Liberty Hill resident Mary Linn King has been using Joy Swim School for six years. Her oldest daughter has completed the entire program, while her youngest hopes to graduate this summer.

“I would never go anywhere else,” King said. “We have never put our kids in floaties and we’ve been adamant about them learning to swim and feeling comfortable in the water. Joy has made it easy for them to build on their skills every summer, so they know what is coming.”

Liberty Hill resident Kari Pavlenko’s daughter has also been taking lessons through Joy Swim School for the last two summers.

“This program is the best money I’ve ever spent,” she said. “I’ve seen the results over the last two years with my daughter, and I really believe she can teach any child to swim. She has used our pool to teach lessons, so I’ve been able to watch all different kids with all different personalities learn to swim.”

McCain’s program doesn’t just teach kids, either. She has a growing number of adult clients who have never learned to swim and want to take swimming lessons.

“One of my favorite things to do is teach adults who haven’t learned how to swim that they can do it,” she said. “They get so excited about conquering that.”

She also offers infant water safety classes for babies from six months to two years of age in the form of parent-tot classes.

“We teach reflexive water safety skills in this class, so we aren’t just throwing the kids into the pool or just having them blow bubbles in the water,” McCain said. “We provide a much more relational and less intense environment, and we teach parents how to help their babies hold their breath safely, float on their backs, climb in and out of the pool and turn around if they fall in and reach the wall. I say if your child can crawl or walk to the edge of a pool, they need swimming lessons.”

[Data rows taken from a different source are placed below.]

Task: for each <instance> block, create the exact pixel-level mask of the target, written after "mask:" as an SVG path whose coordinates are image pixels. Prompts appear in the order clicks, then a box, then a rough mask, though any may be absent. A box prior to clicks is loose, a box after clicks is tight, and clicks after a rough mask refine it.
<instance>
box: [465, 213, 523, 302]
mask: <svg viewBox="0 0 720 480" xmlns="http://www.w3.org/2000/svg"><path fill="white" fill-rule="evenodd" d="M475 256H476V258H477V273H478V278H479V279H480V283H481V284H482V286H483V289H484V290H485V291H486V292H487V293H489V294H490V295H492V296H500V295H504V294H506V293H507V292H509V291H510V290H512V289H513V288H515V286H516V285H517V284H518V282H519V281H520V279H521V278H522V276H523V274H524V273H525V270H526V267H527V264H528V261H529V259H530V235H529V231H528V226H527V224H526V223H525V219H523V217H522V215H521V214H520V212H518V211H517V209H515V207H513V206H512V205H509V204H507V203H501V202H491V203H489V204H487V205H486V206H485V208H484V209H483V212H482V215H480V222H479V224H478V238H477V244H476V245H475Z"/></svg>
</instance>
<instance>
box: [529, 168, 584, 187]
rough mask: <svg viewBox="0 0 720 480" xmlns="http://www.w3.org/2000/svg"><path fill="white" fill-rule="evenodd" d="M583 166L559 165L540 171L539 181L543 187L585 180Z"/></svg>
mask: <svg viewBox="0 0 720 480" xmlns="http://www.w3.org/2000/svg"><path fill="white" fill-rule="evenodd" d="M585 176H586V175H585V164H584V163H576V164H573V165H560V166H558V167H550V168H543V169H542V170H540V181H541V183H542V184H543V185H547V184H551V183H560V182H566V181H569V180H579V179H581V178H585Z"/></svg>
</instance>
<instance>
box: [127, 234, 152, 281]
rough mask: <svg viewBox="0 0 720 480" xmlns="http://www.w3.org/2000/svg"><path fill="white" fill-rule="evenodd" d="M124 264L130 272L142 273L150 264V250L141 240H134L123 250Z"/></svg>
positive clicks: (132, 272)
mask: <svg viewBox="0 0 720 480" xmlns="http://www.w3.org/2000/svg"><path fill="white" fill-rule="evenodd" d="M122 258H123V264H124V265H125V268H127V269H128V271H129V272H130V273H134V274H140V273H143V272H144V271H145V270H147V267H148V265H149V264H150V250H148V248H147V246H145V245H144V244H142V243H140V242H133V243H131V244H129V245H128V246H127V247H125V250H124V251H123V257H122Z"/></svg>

McCain also has instructors who are available to teach kids with special needs.

“That is a growing community and population, and I’ve been told by clients that other swim schools won’t work with their kids,” she said. “But I have some nurses and some special education teachers on my roster, who for them, nonverbal autism is no big deal. I’ve worked with kids who are wheelchair bound and can’t walk, but they can do the butterfly stroke.”